1) Should you wish to sponsor per mile, here is my itinerary giving approximate locations and total distance from the start by the end of each day:

Sat 20th July:  Cleaning turn for train 1, drive to St Bees afterwards.
Sun 21st:  St Bees to Ennerdale Bridge, 14.5 miles
Mon 22nd: Ennerdale Bridge to Borrowdale, 31 miles
Tue 23rd: Borrowdale to Grasmere, 39.5 miles
Wed 24th: Grasmere to Patterdale, 47 miles
Thu 25th: Patterdale to Shap, 63 miles
Fri 26th: Shap to Kirkby Stephen, 83.5 miles
Sat 27th: Kirkby Stephen to Keld, 98 miles

Sun 28th: Keld to Reeth, 111.5 miles
Mon 29th: Reeth to Colburn, 128.5 miles
Tue 30th: Colburn to Ingleby Cross, 148.5 miles
Wed 31st: Ingleby Cross to Blakey Ridge, 169 miles
Thu 1st: Blakey ridge to Grosmont, 183 miles
Fri 2nd:  Grosmont to Robin Hood's Bay, 198.5 miles
Sat 3rd:  Public transport to St Bees, then drive to Toddington
Sun 4th:  Normal cleaning turn, plus walk from Laverton to Broadway (Maybe another 2.5 miles)

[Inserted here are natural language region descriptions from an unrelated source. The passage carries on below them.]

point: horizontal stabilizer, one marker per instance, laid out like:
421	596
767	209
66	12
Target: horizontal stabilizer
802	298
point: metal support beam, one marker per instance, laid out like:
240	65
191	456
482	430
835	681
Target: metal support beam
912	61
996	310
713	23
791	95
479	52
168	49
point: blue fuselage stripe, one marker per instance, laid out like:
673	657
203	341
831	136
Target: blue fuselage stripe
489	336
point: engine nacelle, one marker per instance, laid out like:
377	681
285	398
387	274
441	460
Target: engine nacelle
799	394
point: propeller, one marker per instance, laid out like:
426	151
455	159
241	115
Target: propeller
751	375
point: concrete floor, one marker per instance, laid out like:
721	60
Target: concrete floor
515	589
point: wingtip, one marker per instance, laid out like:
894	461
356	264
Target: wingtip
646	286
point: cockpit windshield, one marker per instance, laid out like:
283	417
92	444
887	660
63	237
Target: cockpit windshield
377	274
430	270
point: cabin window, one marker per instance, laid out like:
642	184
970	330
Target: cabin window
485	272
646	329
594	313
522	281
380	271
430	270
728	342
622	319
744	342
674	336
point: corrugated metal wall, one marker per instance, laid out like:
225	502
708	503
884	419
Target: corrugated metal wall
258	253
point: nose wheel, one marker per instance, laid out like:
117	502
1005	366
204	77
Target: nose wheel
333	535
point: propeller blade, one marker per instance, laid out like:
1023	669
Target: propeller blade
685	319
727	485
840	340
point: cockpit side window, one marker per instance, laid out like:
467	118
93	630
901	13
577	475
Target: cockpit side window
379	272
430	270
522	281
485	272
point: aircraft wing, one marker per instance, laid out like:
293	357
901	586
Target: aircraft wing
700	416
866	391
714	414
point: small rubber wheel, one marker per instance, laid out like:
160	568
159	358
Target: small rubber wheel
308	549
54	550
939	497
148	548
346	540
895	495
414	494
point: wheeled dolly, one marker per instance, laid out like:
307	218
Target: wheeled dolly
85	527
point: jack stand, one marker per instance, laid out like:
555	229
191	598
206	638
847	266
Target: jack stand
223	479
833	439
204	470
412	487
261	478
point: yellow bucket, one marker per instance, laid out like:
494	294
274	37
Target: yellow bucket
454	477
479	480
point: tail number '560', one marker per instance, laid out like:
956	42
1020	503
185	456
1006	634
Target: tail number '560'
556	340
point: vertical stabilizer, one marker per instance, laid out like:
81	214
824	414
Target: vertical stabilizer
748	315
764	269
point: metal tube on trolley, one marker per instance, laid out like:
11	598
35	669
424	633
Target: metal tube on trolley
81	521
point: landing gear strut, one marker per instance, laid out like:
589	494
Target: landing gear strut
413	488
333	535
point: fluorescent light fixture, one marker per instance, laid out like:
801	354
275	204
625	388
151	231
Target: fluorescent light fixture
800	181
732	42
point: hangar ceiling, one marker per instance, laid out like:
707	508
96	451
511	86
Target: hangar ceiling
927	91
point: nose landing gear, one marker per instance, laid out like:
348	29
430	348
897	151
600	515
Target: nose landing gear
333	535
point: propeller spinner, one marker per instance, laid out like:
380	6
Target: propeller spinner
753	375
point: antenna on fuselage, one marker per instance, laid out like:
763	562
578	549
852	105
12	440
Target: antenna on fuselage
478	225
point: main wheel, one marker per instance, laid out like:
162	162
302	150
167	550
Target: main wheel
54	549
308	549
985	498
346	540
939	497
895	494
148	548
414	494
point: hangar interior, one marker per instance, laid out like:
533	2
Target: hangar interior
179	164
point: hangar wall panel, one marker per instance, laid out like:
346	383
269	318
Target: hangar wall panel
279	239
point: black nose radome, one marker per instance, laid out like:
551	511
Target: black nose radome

Mileages taken from the 5th edition of "Coast to Coast Path" by Henry Stedman.

2) Some people will want to see photos from everyday along with a detailed description, rather more I suspect will be satisfied with a handful at the start/finish and a few selected high spots in between.  The much abridged version will appear on this blog. To satisfy the curiosity of others, a fuller version of events will appear online somewhere at a location yet to be decided.


3)  Please send cheques to:

Steve Sperring (Fund Raising Director) 
Gloucestershire & Warwickshire Railway
Toddington Railway Station
Toddington
Gloucestershire
GL54 5DT

Please make cheques payable to GWRT with ‘Ray O’Hara’ written on the back.